J'en ai marre. Marre de ce statu quo qui me blesse, qui nous blesse.

Je me sens mal. Mal comme si je laissais mourir une amie sous mes yeux, sans pouvoir y faire quoi que ce soit.

Je voulais me détacher d'elle, mais si j'avais su que dans le processus je m'arracherais la moitié des tripes...

Je suis une abeille. Elle m'a fait peur, elle m'a fait mal, alors je l'ai piqué. C'était un choix, mon choix. Et maintenant je meurs. Mes tripes s'écoulent de ma plaie béante, et mon dard dans sa peau continue de pomper mon venin dans ses veines.

Je suis con, je suis tellement con.

Elle est à l'étage au dessus, dans le laboratoire. Exactement à la verticale de moi. Ironie du sort qui a voulu que nos stations de travail soient ainsi une au dessus de l'autre, séparées par un plancher de béton. J'en revient justement. J'y vais tous les jours pour remplir les réservoirs de l'humidificateur d'eau déminéralisée. Elle m'a entendu entrer dans le labo. Elle n'a pas bronché. Moi non plus. Je remplissais mes petits bidons, j'entrevoyais à peine sa silhouette par la porte de son local. Elle gardait les yeux rivés sur son écran, je gardais les miens sur le niveau d'eau qui montait à travers le plastique translucide. Puis j'ai rebouché mes petits bidons, me les suis mis sous les bras, et je suis sorti. C'est tout. Un simple aller-retour. Pas un mot, pas un regard entre nous. Trois mètres et un comptoir seulement nous séparaient. Et je suis de nouveau devant mon écran d'ordinateur, à souffrir encore plus qu'il y a dix minutes.

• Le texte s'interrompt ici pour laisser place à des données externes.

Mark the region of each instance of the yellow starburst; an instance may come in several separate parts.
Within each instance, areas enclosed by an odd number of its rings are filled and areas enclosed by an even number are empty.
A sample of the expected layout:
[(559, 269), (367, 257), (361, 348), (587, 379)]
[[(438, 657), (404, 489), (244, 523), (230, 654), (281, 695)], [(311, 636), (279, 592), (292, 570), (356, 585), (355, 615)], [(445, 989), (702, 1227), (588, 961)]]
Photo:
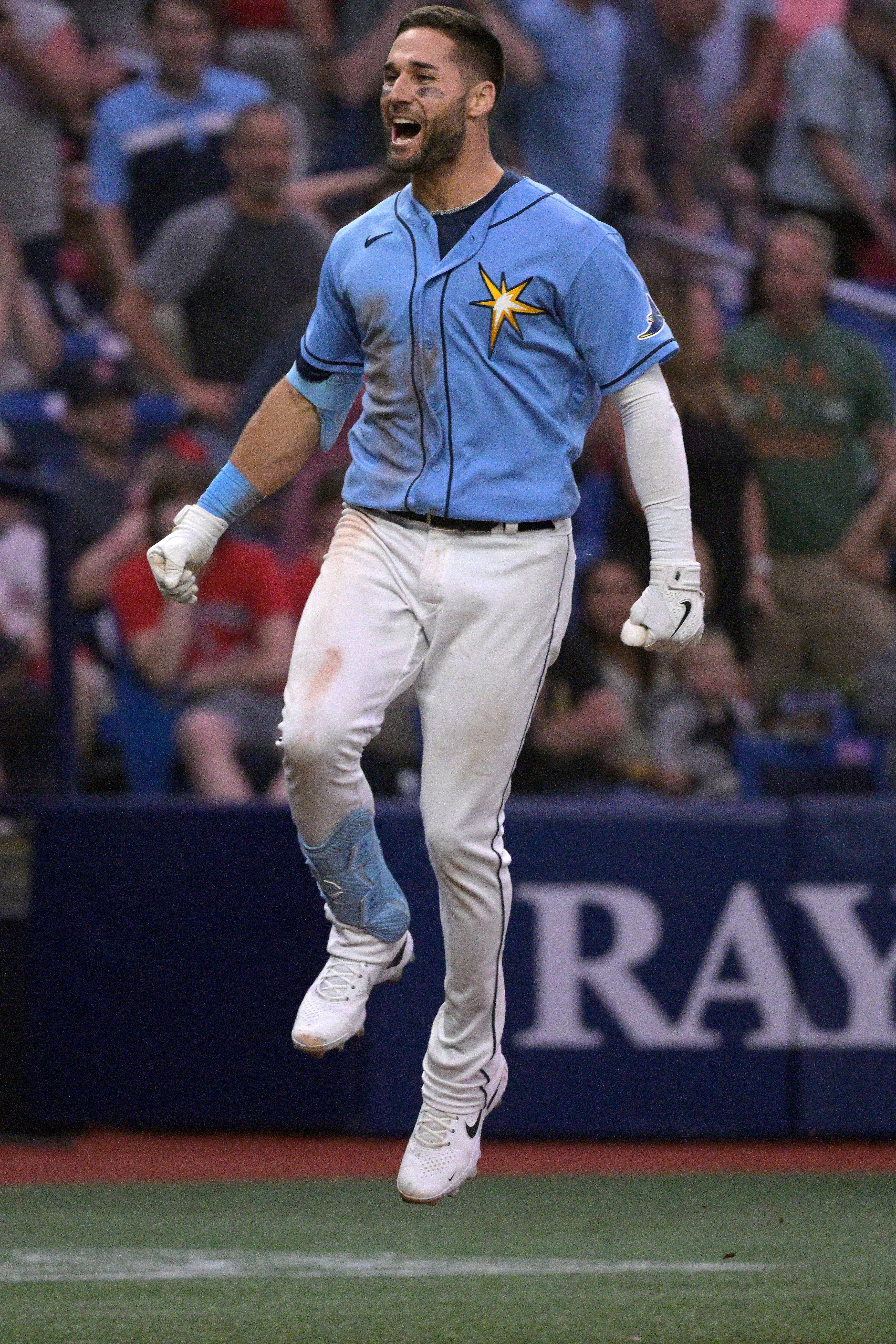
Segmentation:
[(520, 331), (520, 324), (516, 320), (517, 313), (529, 313), (536, 316), (537, 313), (544, 313), (544, 308), (535, 308), (532, 304), (524, 304), (520, 294), (527, 285), (532, 284), (532, 276), (524, 280), (521, 285), (513, 285), (510, 289), (506, 286), (506, 280), (504, 278), (504, 271), (501, 271), (501, 288), (494, 284), (494, 281), (485, 273), (480, 265), (480, 276), (488, 289), (490, 298), (474, 298), (472, 300), (473, 308), (490, 308), (492, 309), (492, 331), (489, 332), (489, 356), (494, 349), (494, 343), (498, 339), (498, 332), (505, 321), (510, 324), (513, 331), (520, 339), (523, 339), (523, 332)]

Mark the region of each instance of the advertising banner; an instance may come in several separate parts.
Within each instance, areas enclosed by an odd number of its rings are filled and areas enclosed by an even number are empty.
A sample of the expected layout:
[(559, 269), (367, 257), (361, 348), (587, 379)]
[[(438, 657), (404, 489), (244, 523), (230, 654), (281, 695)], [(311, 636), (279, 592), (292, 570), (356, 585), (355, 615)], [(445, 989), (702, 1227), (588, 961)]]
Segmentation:
[[(325, 957), (285, 810), (59, 804), (35, 836), (30, 1068), (59, 1128), (406, 1134), (442, 1001), (416, 809), (384, 804), (416, 961), (367, 1034), (292, 1050)], [(519, 1136), (896, 1134), (896, 804), (639, 798), (510, 806)]]

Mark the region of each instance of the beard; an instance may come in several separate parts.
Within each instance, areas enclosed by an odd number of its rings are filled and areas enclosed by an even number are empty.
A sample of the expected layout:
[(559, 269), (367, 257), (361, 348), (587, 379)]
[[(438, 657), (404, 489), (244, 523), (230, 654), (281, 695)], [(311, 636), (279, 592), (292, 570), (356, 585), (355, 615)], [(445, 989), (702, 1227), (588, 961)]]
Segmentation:
[(429, 173), (445, 164), (451, 164), (461, 153), (466, 140), (466, 95), (457, 98), (424, 128), (420, 148), (411, 159), (399, 159), (392, 144), (391, 130), (386, 126), (386, 164), (394, 172)]

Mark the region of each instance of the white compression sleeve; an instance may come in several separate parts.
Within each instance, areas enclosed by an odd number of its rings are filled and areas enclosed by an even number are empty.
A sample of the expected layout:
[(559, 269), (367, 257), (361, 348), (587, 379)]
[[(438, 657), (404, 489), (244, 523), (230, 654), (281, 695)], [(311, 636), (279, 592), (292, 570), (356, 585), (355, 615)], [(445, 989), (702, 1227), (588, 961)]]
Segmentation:
[(681, 421), (660, 366), (611, 396), (622, 417), (629, 470), (647, 520), (652, 562), (696, 559)]

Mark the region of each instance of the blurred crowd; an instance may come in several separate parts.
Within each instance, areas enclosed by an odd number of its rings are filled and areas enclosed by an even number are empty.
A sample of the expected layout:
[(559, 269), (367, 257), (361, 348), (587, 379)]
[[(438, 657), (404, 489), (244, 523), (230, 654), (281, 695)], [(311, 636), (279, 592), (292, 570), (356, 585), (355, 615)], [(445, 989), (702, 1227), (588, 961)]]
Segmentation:
[[(619, 641), (649, 554), (607, 402), (517, 790), (892, 788), (896, 323), (872, 340), (829, 285), (896, 293), (896, 0), (463, 4), (506, 54), (497, 157), (618, 227), (678, 339), (709, 612), (677, 661)], [(0, 796), (55, 769), (47, 520), (17, 489), (39, 482), (64, 500), (82, 786), (282, 797), (347, 433), (228, 534), (195, 606), (144, 554), (290, 367), (334, 230), (403, 184), (377, 95), (411, 8), (0, 0)], [(412, 694), (365, 769), (414, 792)]]

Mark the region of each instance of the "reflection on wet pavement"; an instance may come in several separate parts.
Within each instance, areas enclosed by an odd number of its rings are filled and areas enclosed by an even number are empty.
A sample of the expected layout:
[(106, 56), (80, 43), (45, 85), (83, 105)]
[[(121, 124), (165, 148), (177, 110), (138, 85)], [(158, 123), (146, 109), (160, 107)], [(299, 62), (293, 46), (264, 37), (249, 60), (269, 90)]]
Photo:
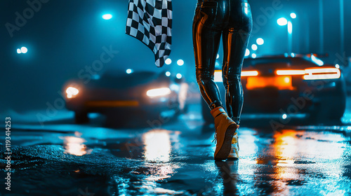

Ça ne va pas mieux, ça empire. Ça empire de jour en jour. Toute l'absurdité de cette situation me révolte, m'enrage.

Je suis un con. Ce fossé qui m'entoure et qui m'isole du reste du monde, je l'ai moi-même creusé à la dynamite. Et ensuite j'ai le culot d'en vouloir à ceux qui n'osent pas sauter par dessus pour me rejoindre, de peur de s'écraser au fond.

Je suis un con. Le roi des cons. La quintessence de la connerie. "The mother of all cons".